We’ve been in hurricane season for a while now, but tropical development is about to ramp up as we enter the most active period. August and September are known as the most common months for hurricane activity in the Atlantic Ocean. Last year, towards the end of August, Hurricane Isaac threatened to make landfall on the Republican National Convention in Tampa. Ultimately, the tropical storm missed Florida and swerved to hit Louisiana. Then we had Hurricane Sandy, which came in late October and made it in the books as the second-costliest hurricane in U.S history.
“Superstorm Sandy” affected 24 states, and cost the U.S. about $65 billion in damages. Over eight million people lost power during the storm. As the most active part of hurricane season, the U.S. Energy Information Administration has come out with a number of online resources that show the projected path of storms how a storm might impact energy infrastructure. This map shows how onshore facilities and offshore platforms were affected by Hurricane Sandy.

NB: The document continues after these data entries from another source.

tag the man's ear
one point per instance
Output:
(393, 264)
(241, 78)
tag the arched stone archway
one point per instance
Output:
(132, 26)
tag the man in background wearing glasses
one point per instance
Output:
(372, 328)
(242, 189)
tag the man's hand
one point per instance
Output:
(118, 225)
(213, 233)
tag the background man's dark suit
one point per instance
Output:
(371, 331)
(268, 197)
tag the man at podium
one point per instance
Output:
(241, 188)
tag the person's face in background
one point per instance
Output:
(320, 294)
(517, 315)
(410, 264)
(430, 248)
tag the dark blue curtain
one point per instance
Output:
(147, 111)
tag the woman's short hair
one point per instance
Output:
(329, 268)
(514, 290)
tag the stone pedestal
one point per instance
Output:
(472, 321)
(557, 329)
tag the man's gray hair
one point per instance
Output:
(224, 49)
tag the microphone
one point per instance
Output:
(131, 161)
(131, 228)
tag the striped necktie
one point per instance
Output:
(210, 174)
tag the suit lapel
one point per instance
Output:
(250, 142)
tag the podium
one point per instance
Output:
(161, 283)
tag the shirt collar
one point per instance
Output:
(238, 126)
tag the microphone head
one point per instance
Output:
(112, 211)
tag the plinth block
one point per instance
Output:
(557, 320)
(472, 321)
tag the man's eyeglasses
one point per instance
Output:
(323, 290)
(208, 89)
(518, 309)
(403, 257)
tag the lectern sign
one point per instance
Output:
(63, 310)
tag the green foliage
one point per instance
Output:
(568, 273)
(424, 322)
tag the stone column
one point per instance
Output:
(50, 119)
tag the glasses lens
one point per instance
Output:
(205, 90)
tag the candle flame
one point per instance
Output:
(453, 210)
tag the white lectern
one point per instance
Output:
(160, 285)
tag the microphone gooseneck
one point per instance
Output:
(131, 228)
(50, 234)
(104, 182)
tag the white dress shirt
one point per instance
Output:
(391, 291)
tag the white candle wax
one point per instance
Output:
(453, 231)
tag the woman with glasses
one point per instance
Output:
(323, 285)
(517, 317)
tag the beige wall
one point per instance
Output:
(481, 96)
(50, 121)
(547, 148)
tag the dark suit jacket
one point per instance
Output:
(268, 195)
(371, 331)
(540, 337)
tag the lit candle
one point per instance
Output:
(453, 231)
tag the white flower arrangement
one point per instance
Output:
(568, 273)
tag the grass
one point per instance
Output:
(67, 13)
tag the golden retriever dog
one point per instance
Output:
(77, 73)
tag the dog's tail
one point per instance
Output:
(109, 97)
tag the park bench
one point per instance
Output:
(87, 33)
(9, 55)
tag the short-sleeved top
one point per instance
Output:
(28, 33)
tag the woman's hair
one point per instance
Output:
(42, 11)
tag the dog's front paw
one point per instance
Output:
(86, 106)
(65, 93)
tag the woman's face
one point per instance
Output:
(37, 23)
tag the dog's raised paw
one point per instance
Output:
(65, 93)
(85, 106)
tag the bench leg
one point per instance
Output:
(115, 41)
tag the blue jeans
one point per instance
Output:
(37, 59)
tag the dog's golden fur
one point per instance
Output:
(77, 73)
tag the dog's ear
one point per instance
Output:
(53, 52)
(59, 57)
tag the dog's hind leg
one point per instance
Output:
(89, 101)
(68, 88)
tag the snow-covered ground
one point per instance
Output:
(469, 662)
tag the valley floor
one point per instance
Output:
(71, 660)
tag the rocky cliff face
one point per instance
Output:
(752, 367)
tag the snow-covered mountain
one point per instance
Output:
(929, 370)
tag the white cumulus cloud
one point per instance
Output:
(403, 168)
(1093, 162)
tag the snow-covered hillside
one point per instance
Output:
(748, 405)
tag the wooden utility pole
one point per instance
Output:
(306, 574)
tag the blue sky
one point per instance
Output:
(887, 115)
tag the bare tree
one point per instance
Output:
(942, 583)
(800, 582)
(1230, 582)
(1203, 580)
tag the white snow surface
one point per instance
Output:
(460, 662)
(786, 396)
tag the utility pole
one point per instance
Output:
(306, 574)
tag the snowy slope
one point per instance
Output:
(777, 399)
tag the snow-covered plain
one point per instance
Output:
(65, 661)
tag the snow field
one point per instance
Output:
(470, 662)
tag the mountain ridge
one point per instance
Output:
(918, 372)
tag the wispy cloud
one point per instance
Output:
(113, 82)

Hurricane Sandy highlighted the fragility of the aging American energy infrastructure. Years of under-funding and neglect resulted in the biggest barrier to recovery after the storm. The American Society of Civil Engineers (ASCE) gave the U.S. a D+ on its 2013 Report Card for America’s Infrastructure. The organization estimates that the nation needs to spend $3.6 trillion on infrastructure by 2020 – that’s $1.6 trillion more than current funding allows.
Hurricanes can be especially destructive when they pass offshore production rigs and pipelines, coastal refineries, power plants and energy import and export sites. A report released last month from the Department of Energy looks at how extreme weather and climate change threaten the nation’s energy network. Investing in infrastructure is crucial for public safety, economic stability, and energy security. Time is ticking and we need to address our faltering energy system.